Indian Prateek Gupta steals $600m from Trafigura in nickel shipment fraud

Prateek Gupta and his nickel fraud

Prateek Gupta and his nickel fraud

World commodity trader, Trafigura has accused Indian businessman Prateek Gupta of “systematic fraud” regarding nickel shipments, running into about $600 million, London court documents showed.

The wanted businessman Gupta lives in the sought-after Palm Jumeirah area of Dubai.

Trafigura said on Feb. 9 it had booked a $577 million charge for the first half of 2023 and was taking legal action after discovering some nickel cargoes it received did not contain the metal.

A London High Court judge agreed to impose a $625 million freezing order on assets controlled by Gupta and companies linked to him, which included a villa in Palm Jumeirah, the freezing order document said.

A spokesperson for Gupta has said he plans to challenge the freezing order.
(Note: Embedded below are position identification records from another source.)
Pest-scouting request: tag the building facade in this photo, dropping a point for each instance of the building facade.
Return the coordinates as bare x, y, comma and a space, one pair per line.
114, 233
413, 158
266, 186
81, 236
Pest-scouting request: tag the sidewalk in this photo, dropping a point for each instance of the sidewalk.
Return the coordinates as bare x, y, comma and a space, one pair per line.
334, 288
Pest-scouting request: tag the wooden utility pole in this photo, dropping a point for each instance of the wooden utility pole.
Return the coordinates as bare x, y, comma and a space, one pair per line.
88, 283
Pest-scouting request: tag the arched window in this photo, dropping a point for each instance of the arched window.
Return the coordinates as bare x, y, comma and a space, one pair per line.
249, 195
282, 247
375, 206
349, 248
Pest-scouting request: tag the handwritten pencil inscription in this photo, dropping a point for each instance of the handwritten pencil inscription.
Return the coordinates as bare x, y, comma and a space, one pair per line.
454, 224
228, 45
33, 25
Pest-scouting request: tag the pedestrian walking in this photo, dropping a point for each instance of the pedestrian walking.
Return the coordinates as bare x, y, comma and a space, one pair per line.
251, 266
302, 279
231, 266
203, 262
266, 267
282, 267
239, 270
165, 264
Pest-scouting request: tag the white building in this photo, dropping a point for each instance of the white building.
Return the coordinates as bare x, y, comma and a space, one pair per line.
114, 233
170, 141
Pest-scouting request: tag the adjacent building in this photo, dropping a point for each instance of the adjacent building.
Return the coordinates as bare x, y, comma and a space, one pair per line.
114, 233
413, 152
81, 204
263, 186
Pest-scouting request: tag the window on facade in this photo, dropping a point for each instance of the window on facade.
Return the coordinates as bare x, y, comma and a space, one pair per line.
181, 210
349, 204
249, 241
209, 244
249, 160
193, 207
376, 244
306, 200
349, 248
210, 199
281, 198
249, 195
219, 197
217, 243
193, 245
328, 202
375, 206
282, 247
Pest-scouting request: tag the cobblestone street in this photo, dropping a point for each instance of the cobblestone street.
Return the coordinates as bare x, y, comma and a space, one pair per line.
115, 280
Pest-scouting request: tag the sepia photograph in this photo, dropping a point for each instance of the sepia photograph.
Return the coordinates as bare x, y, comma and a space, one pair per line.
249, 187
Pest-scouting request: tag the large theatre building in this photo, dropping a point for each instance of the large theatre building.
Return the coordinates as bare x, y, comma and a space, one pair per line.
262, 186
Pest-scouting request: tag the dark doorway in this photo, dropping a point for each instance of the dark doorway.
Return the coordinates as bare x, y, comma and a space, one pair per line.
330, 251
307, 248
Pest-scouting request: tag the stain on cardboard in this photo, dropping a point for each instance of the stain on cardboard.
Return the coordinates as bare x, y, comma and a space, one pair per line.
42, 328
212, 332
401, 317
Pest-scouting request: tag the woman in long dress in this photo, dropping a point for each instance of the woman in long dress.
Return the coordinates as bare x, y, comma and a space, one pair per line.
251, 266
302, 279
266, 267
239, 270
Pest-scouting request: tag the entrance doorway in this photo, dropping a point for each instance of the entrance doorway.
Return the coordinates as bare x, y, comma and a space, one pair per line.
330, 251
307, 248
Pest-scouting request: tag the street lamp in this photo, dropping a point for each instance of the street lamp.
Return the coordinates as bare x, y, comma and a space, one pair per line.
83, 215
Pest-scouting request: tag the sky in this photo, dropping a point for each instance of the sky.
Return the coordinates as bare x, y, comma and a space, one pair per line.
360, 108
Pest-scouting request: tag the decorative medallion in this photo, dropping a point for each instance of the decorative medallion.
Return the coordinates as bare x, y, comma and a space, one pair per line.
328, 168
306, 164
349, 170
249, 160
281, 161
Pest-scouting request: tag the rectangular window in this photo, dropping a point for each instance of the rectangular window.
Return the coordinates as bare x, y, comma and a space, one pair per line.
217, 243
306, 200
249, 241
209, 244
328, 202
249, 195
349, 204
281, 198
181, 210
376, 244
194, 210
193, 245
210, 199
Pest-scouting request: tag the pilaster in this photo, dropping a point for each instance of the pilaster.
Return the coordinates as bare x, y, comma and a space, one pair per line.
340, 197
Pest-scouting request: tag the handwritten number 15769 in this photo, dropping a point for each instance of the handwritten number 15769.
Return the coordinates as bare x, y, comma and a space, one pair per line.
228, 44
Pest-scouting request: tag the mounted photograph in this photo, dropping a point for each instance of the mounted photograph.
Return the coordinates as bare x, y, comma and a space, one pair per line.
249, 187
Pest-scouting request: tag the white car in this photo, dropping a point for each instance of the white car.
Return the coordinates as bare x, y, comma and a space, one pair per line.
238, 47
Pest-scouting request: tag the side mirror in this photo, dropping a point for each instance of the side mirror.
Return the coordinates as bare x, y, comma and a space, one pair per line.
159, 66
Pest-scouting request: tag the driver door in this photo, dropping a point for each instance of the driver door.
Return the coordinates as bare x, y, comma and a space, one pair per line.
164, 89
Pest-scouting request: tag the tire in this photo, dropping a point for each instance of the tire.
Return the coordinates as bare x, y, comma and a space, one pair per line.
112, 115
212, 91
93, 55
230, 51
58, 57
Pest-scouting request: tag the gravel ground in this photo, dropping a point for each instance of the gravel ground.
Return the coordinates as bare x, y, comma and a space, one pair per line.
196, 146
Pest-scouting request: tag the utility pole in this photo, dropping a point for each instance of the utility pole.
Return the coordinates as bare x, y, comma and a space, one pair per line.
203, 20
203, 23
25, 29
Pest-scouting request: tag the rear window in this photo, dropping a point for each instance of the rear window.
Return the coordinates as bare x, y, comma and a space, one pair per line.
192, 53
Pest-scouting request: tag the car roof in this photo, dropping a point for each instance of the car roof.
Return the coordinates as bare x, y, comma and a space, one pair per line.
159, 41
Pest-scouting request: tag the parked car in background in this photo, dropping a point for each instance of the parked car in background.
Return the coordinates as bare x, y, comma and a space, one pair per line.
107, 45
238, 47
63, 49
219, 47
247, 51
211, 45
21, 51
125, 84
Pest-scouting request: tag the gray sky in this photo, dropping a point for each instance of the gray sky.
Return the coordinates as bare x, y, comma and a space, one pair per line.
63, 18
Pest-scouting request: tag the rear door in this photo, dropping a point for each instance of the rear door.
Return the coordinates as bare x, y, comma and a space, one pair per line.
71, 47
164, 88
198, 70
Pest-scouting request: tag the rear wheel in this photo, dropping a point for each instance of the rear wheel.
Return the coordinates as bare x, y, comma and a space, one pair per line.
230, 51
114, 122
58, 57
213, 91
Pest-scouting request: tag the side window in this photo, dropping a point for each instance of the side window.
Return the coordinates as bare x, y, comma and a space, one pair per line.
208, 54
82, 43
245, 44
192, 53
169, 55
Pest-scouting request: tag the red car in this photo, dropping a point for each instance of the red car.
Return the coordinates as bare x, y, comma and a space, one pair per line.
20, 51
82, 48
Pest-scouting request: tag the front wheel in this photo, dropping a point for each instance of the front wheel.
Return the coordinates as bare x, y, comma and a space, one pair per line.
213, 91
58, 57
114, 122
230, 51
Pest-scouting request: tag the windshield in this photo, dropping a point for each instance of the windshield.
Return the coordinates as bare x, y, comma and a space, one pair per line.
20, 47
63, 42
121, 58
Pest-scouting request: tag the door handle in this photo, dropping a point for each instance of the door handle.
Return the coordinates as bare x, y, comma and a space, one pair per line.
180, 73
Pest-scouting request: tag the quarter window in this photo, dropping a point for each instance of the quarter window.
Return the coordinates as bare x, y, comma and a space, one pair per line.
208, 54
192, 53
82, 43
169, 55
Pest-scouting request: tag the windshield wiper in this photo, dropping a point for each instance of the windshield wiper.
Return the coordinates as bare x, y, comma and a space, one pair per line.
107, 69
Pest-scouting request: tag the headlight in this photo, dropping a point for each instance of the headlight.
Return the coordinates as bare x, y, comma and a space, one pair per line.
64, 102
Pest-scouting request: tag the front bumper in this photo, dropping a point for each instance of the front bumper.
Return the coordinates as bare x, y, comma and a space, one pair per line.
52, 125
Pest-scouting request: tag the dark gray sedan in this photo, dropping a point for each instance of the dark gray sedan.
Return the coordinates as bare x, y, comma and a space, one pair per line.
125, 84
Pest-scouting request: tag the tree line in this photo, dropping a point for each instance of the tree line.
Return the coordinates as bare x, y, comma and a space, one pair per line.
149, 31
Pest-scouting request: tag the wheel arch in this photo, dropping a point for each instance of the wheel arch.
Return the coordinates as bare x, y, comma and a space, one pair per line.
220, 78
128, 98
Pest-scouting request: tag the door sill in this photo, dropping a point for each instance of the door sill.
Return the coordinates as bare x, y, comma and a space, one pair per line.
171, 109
Gupta’s team were preparing “a robust response” to the allegations, the spokesperson has said.

The spokesperson for Gupta was not immediately available for comment regarding the Dubai villa.

Palm Jumeirah is a man-made island shaped like a palm and regarded as one of the most sought-after areas of Dubai.
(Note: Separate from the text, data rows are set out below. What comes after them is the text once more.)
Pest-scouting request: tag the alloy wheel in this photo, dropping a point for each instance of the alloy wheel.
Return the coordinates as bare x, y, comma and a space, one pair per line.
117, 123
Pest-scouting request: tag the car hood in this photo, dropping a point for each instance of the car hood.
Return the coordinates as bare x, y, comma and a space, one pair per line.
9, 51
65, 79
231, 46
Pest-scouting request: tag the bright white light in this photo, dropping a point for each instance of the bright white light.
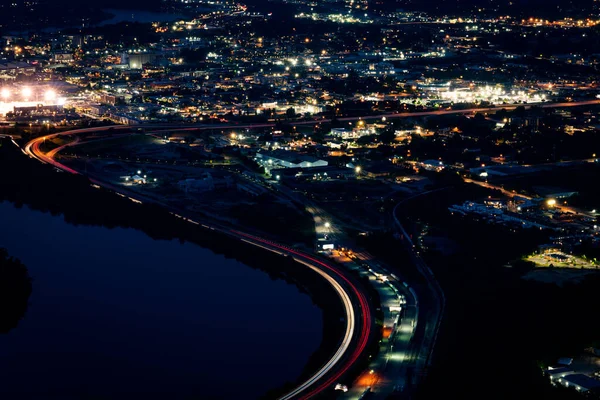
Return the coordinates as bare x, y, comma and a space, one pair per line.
50, 95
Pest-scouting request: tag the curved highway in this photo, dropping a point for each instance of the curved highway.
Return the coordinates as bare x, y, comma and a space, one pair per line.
356, 307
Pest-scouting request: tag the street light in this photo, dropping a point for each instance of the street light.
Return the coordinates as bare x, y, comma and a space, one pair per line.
27, 92
50, 95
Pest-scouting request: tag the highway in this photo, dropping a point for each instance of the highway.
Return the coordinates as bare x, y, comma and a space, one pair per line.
357, 309
195, 127
432, 317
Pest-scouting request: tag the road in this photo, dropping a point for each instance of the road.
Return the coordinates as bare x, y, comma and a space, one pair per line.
431, 316
399, 349
561, 207
195, 127
357, 309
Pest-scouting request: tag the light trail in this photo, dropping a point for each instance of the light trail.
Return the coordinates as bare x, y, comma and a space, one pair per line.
331, 274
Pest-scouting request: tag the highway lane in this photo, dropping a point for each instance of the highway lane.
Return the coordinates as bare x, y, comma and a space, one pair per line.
358, 329
195, 127
432, 291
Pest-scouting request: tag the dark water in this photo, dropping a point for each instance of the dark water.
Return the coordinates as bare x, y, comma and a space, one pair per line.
117, 315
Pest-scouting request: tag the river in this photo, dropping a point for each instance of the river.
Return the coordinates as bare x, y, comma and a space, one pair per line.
115, 314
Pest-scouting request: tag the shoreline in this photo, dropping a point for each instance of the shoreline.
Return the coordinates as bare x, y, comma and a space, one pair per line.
123, 215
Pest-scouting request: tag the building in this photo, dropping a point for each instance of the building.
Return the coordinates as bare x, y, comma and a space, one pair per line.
137, 61
582, 383
288, 159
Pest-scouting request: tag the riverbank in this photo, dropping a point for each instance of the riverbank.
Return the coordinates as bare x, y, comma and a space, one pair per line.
42, 188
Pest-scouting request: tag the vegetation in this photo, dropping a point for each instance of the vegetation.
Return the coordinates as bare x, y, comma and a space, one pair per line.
15, 288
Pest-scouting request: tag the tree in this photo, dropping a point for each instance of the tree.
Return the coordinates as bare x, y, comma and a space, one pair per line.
15, 288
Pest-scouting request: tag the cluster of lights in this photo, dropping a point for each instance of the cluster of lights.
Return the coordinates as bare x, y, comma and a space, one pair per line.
494, 95
26, 93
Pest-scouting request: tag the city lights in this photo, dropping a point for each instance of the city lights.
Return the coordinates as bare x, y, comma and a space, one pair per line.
50, 95
27, 92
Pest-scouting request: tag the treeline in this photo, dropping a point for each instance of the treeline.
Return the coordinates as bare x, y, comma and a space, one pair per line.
15, 289
40, 187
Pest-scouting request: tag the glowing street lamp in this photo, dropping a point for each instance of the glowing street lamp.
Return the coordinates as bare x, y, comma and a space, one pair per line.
27, 92
50, 95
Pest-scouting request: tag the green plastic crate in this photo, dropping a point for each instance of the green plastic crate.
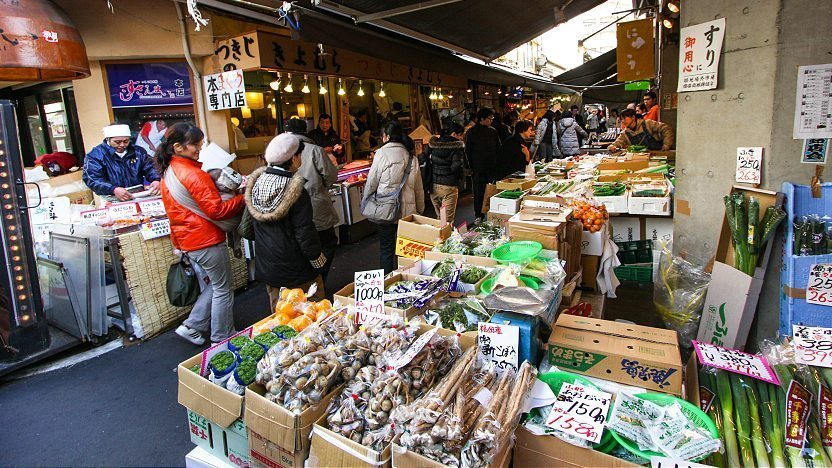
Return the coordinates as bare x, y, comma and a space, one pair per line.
641, 273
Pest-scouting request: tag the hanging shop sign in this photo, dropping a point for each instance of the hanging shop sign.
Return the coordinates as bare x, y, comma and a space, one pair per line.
701, 46
149, 84
635, 52
261, 49
226, 90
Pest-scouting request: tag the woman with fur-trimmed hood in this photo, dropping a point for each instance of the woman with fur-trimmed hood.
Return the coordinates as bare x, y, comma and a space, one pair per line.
288, 248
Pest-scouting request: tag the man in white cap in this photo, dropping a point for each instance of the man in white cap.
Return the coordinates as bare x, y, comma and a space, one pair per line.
117, 164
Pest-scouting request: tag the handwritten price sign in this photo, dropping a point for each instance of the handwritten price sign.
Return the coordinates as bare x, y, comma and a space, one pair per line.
819, 289
749, 165
580, 412
369, 295
735, 361
812, 345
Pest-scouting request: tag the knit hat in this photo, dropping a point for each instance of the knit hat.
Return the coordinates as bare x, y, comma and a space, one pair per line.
282, 148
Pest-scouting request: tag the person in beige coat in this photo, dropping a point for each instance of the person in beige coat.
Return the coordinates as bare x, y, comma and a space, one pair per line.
386, 175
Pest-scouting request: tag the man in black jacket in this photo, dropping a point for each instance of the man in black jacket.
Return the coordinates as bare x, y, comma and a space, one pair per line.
481, 146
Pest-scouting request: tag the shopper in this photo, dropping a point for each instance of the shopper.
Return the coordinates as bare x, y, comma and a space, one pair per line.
320, 173
637, 131
481, 146
514, 153
546, 137
289, 251
195, 209
387, 175
569, 134
446, 155
327, 138
651, 102
117, 164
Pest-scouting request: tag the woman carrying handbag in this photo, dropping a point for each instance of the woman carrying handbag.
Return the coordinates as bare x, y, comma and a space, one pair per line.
393, 191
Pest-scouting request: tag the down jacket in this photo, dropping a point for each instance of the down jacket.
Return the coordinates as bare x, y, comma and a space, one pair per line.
288, 247
188, 230
319, 173
446, 153
104, 170
386, 175
568, 131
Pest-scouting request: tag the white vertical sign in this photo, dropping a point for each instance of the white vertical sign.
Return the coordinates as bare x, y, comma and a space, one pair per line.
701, 46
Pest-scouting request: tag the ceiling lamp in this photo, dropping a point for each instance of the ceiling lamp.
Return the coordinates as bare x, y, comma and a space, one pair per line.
288, 87
275, 85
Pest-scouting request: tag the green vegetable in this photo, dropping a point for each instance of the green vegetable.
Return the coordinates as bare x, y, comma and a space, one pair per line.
222, 361
253, 351
240, 341
267, 339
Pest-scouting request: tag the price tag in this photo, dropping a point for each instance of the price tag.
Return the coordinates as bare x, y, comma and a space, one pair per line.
123, 210
498, 343
819, 289
580, 412
749, 165
664, 462
369, 295
154, 229
751, 365
152, 207
812, 345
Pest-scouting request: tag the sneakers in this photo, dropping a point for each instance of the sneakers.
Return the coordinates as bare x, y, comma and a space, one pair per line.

“Trafigura does not know whether Mr Gupta is the beneficial owner of this property,” said an affidavit by Joseph O’Keeffe, a lawyer representing Trafigura.
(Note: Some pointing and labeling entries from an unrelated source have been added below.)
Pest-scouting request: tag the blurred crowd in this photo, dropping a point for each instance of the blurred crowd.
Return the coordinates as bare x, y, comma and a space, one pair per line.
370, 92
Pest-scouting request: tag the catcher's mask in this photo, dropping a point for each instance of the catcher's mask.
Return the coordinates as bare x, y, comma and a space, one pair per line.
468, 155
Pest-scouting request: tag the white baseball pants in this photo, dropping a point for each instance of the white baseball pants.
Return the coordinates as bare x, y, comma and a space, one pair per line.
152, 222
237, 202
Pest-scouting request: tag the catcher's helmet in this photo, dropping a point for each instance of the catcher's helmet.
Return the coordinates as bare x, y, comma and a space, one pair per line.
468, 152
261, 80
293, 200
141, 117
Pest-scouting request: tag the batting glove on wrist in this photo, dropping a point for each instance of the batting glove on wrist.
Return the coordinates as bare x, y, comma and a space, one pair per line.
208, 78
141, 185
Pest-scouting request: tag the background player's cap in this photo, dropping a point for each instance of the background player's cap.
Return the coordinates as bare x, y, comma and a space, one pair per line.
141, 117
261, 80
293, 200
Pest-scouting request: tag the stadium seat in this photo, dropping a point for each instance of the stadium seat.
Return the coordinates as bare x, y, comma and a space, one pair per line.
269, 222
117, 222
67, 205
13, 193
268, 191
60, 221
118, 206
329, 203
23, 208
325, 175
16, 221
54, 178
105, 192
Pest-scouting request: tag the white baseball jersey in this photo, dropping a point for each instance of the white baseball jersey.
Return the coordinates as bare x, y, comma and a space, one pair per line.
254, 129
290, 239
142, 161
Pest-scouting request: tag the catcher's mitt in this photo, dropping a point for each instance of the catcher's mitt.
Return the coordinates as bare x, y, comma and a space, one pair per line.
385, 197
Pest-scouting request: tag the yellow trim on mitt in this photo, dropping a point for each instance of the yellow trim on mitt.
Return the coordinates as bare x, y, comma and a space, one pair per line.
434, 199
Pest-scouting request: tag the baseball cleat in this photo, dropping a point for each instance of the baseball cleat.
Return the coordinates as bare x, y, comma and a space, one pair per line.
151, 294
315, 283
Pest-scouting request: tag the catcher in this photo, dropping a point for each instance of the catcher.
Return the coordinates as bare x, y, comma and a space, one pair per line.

“However, the fact that he is living there at all tends to indicate that he is an individual with access to considerable wealth.”

A villa on the island in July last year sold for 302.5 million dirhams ($82.36 mln), its developer Alpago Properties said in October without naming the buyer due to privacy reasons, setting a new record for the most expensive residential property ever sold in the emirate.

After Trafigura began to suspect in October last year that around 25,000 tonnes of metal sold by Gupta’s firms may not be high-grade nickel, it inspected more than 1,000 shipping containers, a court document filed by Trafigura last month to gain the freezing order showed.

Geneva-based Trafigura ended up inspecting 156 out of 1,104 containers by the time it filed court papers, none of which contained nickel.